Jack Janasiewicz, NATIXIS IM | Historically, a large portion of the US wealth is concentrated in the hands of a few people. According to data from the Tax Policy Center, about 80% of the capital gains go to the wealthiest 5% of taxpayers. 69% go to the top 1% of taxpayers. Biden’s current proposal calls for those earning more than $1mln to have long term cap gains and qualified dividends be taxed as ordinary income. This would mean a tax increase from 0% -20% (depending on taxpayer’s income) to 39.6% – the current proposal for the top bracket under Biden’s outline. How impactful will this be?
As you can see from the charts below, the largest generators of revenue from the Biden proposals come from the tax on cap gains as well as the increase to corporate taxes. Comparing this to the revenue generated by the income tax increase, the net increase to revenues from the cap gains hike are huge.
And more importantly, the tax is set to hit the upper class while effectively leaving the middle and lower class unaffected.
The consequences?

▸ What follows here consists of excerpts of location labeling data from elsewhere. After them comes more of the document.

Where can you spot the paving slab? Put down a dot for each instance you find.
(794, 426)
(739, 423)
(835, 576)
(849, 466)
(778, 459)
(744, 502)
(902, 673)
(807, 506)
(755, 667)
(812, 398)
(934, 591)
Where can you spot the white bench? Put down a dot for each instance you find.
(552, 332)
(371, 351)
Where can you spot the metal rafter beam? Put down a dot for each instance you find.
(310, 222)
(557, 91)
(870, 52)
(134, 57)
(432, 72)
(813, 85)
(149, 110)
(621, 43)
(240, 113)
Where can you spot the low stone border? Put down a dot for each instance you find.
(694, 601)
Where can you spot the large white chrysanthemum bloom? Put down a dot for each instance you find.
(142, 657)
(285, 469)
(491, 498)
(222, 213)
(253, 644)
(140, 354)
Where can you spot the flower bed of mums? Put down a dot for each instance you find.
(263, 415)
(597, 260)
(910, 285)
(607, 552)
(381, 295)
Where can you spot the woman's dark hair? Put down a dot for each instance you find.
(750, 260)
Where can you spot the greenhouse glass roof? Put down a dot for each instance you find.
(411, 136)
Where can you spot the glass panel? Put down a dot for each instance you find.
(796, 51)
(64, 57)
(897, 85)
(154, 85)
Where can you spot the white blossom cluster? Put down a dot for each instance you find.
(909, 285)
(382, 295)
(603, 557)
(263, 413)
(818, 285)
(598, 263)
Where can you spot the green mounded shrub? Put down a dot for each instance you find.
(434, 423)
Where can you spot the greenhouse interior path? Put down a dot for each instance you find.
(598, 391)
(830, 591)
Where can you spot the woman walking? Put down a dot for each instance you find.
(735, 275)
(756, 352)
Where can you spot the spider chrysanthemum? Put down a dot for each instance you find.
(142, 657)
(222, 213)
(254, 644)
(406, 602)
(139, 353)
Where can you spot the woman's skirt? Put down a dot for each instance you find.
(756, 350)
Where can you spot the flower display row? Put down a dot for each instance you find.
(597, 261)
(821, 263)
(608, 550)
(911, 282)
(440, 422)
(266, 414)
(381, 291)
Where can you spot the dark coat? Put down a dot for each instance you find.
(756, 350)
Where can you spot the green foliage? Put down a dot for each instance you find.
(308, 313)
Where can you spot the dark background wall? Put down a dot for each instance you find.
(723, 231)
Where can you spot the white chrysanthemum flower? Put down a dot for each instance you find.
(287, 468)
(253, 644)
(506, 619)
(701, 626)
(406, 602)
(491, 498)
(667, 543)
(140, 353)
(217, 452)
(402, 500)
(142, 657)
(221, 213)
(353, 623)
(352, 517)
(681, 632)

Because these moves impact the highest of the income earners in the societal structure, it addresses some of the issues associated with social inequalities. And this has become a topic of debate with the recent moves by the Fed to help support the economy: many of those gains accrued to the Wall Street (which tends to favor the upper class) while Main Street continues to struggle to get by. This move would be seen as an attempt to ‘level the playing field’ or have the ‘wealthy pay their fair share’ while not making significant incremental increases to the overall budget deficit – basically, these moves help to pay for the increased spending proposals put forth.
The offset to this: the higher tax rate reduces the incentive to save by reducing the after tax return to savings. Lower domestic savings leads to lower income for America in the future which can then lead to lower output by reducing domestic investment.